Gov. Rick Perry, determined to reform his national image, has been busy traveling the country this year to promote Texas’ economy and his role in shaping it. Lately, he’s been talking tough about border security. Perry is scheduled to leave office in January after 14 years as governor and he’s expected to run for the 2016 Republican presidential nomination.

Perhaps we should say “was” expected. Perry now must factor a criminal trial into his plans — a trial that might leave him without a political future. If so, he has only himself to blame.

Late Friday afternoon, a Travis County grand jury charged Perry with breaking the law in 2013 when he tried to force Travis County District Attorney Rosemary Lehmberg to resign after she was arrested for drunken driving. Grand jurors charged Perry with abuse of official capacity, a first-degree felony that carries a punishment of 5-99 years, and coercion of a public servant, a third-degree felony punishable by 2-10 years.

Next for Perry: booking and a formal reading in court of the charges against him.

For residents of Travis County and our fellow Texans, a legal process now has been set in motion that will formally explore whether Perry abused his political power.

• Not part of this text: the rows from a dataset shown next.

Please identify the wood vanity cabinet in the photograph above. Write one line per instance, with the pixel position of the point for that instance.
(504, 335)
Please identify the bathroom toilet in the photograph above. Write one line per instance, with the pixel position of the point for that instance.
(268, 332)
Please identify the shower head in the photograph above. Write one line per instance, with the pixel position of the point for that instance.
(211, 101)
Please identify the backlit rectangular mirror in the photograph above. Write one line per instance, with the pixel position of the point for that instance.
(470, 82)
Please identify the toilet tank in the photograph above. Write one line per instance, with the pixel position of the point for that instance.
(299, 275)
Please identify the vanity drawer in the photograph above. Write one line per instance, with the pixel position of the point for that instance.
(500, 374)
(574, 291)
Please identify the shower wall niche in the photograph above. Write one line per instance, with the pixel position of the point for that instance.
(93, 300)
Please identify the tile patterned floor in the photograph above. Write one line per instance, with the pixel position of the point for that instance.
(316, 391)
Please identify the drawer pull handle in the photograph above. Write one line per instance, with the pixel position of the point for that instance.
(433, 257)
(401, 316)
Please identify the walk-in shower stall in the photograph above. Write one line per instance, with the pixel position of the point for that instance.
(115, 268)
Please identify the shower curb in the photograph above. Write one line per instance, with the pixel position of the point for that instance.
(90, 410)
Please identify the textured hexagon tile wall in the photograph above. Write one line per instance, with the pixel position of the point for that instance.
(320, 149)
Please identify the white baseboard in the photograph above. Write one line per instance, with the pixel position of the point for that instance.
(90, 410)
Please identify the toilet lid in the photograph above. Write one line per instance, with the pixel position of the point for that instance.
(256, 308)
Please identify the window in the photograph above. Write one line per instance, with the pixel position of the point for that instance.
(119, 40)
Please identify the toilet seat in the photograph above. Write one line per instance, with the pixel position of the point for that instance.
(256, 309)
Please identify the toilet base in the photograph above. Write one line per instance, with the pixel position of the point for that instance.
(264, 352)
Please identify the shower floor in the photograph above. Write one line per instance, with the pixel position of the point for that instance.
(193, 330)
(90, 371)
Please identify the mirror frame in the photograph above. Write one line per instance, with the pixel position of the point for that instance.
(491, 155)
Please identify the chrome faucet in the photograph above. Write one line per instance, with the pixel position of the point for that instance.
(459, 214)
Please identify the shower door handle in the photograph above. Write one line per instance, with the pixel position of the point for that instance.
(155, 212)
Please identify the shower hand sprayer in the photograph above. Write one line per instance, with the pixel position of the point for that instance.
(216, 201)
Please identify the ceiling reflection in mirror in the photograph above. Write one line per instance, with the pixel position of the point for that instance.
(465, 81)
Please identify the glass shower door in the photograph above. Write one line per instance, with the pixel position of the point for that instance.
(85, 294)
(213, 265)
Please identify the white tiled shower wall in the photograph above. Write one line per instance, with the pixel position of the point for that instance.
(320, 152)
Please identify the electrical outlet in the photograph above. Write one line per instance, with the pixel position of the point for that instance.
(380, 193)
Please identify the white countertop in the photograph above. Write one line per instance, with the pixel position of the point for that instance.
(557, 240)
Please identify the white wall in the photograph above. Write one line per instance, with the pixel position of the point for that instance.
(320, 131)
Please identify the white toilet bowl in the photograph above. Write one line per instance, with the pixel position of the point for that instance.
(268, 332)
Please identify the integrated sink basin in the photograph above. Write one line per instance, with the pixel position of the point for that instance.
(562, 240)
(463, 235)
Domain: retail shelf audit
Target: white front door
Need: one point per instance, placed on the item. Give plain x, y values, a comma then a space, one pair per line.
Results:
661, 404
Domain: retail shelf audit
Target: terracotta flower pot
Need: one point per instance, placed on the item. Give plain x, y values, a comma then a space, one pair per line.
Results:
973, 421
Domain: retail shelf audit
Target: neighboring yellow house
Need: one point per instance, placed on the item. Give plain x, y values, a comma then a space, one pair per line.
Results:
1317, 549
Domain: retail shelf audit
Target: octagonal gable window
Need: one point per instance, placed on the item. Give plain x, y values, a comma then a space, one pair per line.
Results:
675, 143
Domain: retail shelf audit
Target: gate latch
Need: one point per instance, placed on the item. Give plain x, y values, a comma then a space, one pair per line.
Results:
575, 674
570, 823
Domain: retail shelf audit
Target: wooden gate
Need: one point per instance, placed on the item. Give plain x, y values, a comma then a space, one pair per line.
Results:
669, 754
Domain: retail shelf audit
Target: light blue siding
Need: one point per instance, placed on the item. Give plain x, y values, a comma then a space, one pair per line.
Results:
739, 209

A trial should offer clarity about Perry’s motive, and open a window, however small, into his behavior as governor.

Perry potentially will leave office with perceptions of him shaped not on his own terms, but on a trial jury’s terms, and with a criminal conviction trailing his legacy.

Perry’s authority to veto the Public Integrity Unit’s budget was not in question. The question is whether he crossed legal lines when he neutered the unit’s state budget to try to force Lehmberg, an elected official answerable to the voters of Travis County, to resign.

Lehmberg, whose blood-alcohol level was nearly three times the legal limit, pleaded guilty to drunken driving and was sentenced to 45 days in jail, fined $4,000 and had her license revoked for 180 days. Her decision to drive drunk put her credibility and the credibility of her office in jeopardy.

Nonetheless, Perry’s decision in June 2013 to cut the $7.5 million lawmakers had allocated for the Public Integrity Unit for 2014-15 because Lehmberg refused to resign was egregious and coercive. Perry’s action put hundreds of cases and investigations in limbo and placed in doubt the jobs of 35 prosecutors, investigators and other employees.

The Travis County district attorney’s office is the most powerful in the state because the Public Integrity Unit is charged with policing the ethics of legislators and other state officeholders. While Perry’s veto did not take away the unit’s authority to investigate official wrongdoing, it left it without state funding. Authority without funding is no authority at all.

Travis County commissioners decided to cover the unit’s costs, approving $1.8 million last August to help keep the unit alive this year. Commissioners added to the funding mix $734,000 from a forfeited property fund that the district attorney controls. Travis County taxpayers are now paying for the work of an office established by the state to investigate state officeholders. If Perry is convicted, perhaps commissioners should consider asking the state for reimbursement.

For decades, Democrats have led the Travis County district attorney’s office and Republicans have complained the Public Integrity Unit unfairly targets them for prosecutions. A Travis County grand jury indicted former Republican U.S. Rep. Tom DeLay of Sugar Land in 2006 for money laundering. Former Republican U.S. Sen. Kay Bailey Hutchison was indicted by a Travis County grand jury in 1993 for official misconduct and records tampering dating from her time as state treasurer.

Perry’s case, however, was not being considered by Lehmberg’s office but by Michael McCrum, a special prosecutor from San Antonio. Presumably, Perry will seek a change of venue for trial.

“I took into account the fact that we’re talking about a governor of a state — and a governor of the state of Texas, which we all love,” McCrum said Friday. “Obviously that carries a lot of importance. But when it gets down to it, the law is the law.”

Now the law might make Perry pay for his unseemly politics.